I hike my knees back up to my chest, and I rest my forehead against my kneecaps. One arm I wrap around my legs to keep them against my chest, but my free hand goes into my pocket for the finger. Guilt rests on my mind as I remind myself of Tuhinga's life, which I stole prematurely, but I'm in a game of survival and his claw is sharper than any knife. The dismembered claw becomes my solace, and I rub it the way I would a rabbit's foot for good luck.

The sun is bright at the top of the ceiling, turning the tower into a sauna, when the gold woman's familiar voice reverberates off the walls. "Good morning, potential wives of King Shaharuddin Ochir."

One woman, too far from me to see, screams in a language I can't understand. The tone tells me enough, though. She's angry, and none of her words are kind to the gold woman.

I lift my head up from my knees in time to see the woman's gilded magic transform into a whip. While I can't see the gold woman from my cage, I can see her golden whip slice through the air. It travels near the top of the ceiling, and I watch as it grabs an ankle, then plummets the outspoken woman to the endless bottom.

She shrieks in fear, the sound echoing off the bricked walls, before a final kerplunk silences any resilience.
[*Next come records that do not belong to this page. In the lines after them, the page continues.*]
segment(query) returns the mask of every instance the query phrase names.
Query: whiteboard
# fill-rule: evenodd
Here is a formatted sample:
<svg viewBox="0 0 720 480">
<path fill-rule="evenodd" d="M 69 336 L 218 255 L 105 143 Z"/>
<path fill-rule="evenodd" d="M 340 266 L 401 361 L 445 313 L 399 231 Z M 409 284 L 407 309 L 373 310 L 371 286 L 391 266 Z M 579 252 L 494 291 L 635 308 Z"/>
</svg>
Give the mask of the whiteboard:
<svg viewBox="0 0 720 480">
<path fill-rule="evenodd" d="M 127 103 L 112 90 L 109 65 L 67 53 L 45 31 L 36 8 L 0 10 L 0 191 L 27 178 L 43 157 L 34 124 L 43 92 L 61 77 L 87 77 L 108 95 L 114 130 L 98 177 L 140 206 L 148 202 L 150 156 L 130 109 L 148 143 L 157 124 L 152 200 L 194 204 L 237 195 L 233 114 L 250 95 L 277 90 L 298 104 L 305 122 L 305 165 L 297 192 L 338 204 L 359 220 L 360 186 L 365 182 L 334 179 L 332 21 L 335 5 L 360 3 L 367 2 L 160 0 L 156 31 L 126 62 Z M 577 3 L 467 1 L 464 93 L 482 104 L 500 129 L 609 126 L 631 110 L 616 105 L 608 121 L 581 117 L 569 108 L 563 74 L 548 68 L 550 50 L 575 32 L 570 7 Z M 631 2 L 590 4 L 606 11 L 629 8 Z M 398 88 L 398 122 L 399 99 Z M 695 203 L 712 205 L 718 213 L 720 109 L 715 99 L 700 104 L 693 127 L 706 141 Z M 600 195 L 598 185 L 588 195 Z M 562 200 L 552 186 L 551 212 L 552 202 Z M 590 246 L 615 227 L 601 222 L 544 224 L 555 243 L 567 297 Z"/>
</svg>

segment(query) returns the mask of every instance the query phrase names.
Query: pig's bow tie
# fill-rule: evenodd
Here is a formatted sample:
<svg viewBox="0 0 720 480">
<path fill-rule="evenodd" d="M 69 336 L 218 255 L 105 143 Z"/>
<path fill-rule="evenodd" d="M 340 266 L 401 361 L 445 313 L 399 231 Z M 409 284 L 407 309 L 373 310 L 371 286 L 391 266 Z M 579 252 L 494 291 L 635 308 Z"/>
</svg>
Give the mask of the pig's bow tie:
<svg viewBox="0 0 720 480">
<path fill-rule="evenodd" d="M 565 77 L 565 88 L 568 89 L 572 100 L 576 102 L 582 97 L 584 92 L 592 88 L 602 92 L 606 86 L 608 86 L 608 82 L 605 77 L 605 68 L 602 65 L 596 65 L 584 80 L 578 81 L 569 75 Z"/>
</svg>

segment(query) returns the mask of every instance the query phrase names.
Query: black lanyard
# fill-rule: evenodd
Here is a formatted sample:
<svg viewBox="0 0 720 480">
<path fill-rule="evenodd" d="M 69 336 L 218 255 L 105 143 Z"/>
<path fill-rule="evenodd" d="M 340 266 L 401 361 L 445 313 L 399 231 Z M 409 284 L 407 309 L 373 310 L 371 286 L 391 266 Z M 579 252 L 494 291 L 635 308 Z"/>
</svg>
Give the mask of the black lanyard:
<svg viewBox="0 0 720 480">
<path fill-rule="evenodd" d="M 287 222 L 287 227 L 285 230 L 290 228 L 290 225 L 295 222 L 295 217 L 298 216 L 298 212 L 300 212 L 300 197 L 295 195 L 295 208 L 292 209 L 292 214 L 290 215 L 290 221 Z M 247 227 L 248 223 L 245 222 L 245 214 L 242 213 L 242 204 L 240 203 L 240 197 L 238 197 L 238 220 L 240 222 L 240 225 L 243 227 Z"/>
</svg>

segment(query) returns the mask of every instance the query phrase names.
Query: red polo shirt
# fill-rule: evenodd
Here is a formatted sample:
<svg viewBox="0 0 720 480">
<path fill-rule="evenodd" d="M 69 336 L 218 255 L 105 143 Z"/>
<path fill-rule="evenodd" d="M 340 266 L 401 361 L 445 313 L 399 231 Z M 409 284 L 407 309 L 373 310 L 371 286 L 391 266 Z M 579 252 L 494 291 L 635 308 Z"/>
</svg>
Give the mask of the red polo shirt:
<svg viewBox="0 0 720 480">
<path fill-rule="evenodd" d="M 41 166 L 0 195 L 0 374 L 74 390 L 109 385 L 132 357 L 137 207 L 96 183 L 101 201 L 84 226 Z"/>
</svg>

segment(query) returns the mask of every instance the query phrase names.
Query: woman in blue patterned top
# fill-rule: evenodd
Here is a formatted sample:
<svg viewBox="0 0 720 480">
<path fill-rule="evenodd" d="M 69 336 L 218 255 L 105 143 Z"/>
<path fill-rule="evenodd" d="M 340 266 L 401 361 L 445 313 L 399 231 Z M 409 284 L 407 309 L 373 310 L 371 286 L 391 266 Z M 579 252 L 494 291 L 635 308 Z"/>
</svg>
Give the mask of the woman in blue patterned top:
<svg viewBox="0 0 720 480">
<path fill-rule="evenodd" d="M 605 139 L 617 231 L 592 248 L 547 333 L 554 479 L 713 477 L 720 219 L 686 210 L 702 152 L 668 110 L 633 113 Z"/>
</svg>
The gold woman speaks again, her voice too calm after murdering somebody. "Does anybody else have complaints about being here?" Nobody says anything, and I swear I can hear her smile as she says. "I did not think so. Now, as I was saying, you are in the second round of your trail to become King Shaharuddin, the Great Usurper's, bride. Today, as the sun rises and our world rests, you will try to survive in the tower. By the time I return at sunset, all but one of you will die. The sole victor of life gets the esteemed privilege of becoming Queen of Oraxto."